Consolidated Edison, Inc. (ED), headquartered in New York, engages in the regulated electric, gas, and steam delivery businesses. With a market cap of $33.4 billion, the company is committed to providing safe and reliable energy services to millions of customers across its service territories.
Shares of this leading utility have underperformed the broader market considerably over the past year. ED has gained 6.5% over this time frame, while the broader S&P 500 Index ($SPX) has rallied nearly 30.4%. In 2024, ED’s stock rose 6%, compared to the SPX’s 23.1% rise on a YTD basis.
Narrowing the focus, ED’s underperformance is apparent compared to the Utilities Select Sector SPDR Fund (XLU). The exchange-traded fund has gained about 28.3% over the past year. Moreover, the ETF’s 25.1% gains on a YTD basis outshine the stock’s single-digit returns over the same time frame.

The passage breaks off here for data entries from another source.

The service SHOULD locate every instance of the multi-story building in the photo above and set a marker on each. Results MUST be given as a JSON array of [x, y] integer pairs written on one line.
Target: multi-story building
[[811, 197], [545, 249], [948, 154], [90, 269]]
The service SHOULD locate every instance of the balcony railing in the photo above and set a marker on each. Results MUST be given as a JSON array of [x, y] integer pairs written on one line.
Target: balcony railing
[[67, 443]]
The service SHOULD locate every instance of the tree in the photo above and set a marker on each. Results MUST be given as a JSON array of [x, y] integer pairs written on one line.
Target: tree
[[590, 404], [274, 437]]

On Nov. 7, ED shares closed down more than 1% after reporting its Q3 results. Its adjusted EPS of $1.68 exceeded Wall Street expectations of $1.56. The company’s revenue was $4.1 billion, topping Wall Street forecasts of $4 billion. ED expects full-year adjusted EPS to be between $5.30 and $5.40.

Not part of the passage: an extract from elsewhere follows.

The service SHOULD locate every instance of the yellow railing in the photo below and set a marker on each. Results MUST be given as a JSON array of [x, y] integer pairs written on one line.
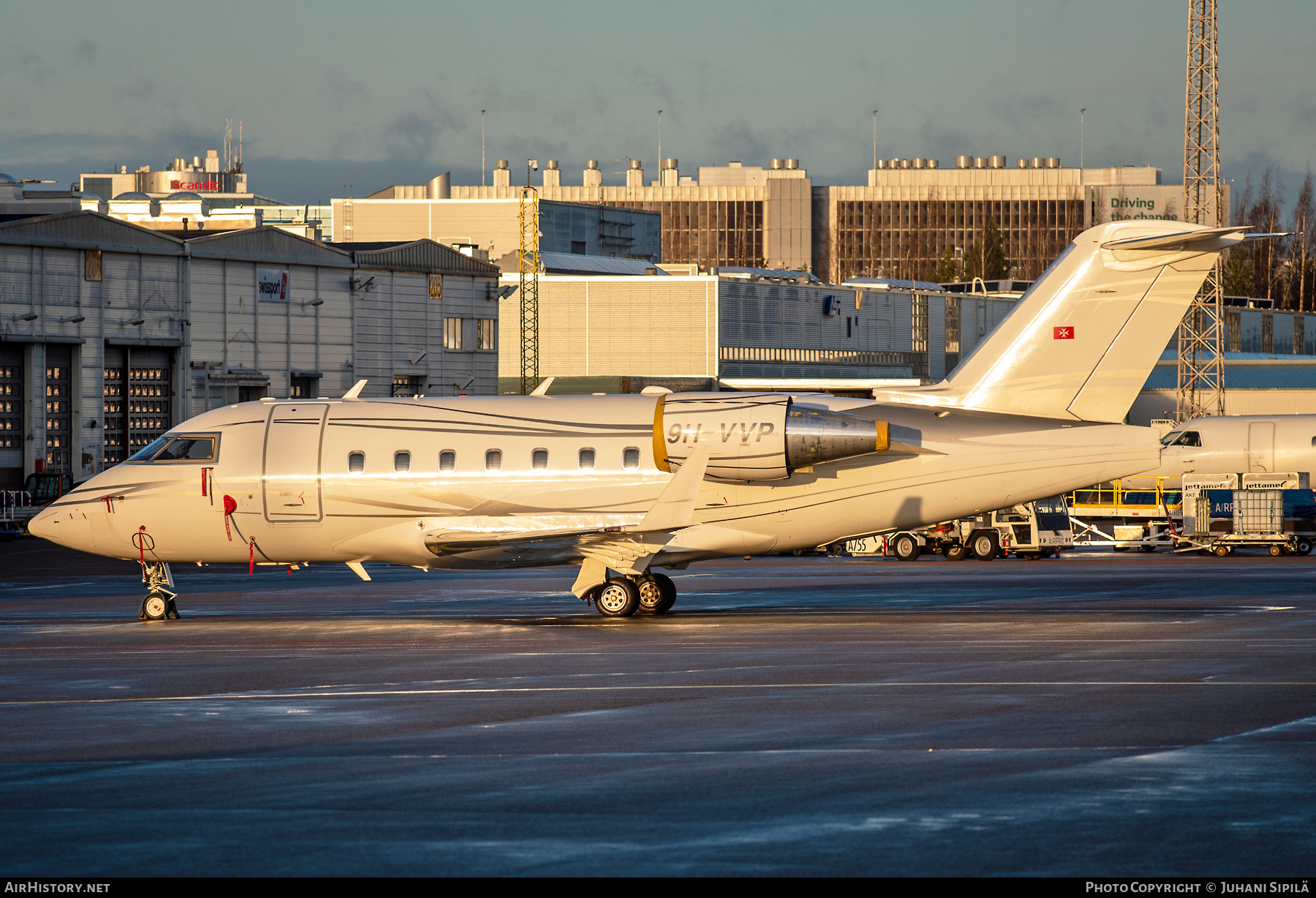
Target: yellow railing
[[1130, 494]]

For the current fiscal year, ending in December, analysts expect ED’s EPS to grow 5.1% to $5.33 on a diluted basis. The company’s earnings surprise history is impressive. It beat the consensus estimate in each of the last four quarters.
Among the 18 analysts covering ED stock, the consensus is a “Hold.” That’s based on four “Strong Buy” ratings, nine “Holds,” and five “Strong Sells.”
This configuration is more bullish than a month ago, with three analysts suggesting a “Strong Buy.”
On Nov. 11, RBC Capital analyst Shelby Tucker maintained a “Hold” rating on ED with a price target of $101, implying a potential upside of 4.7% from current levels.
The mean price target of $103 represents a 6.8% premium to ED’s current price levels. The Street-high price target of $116 suggests an upside potential of 20.3%.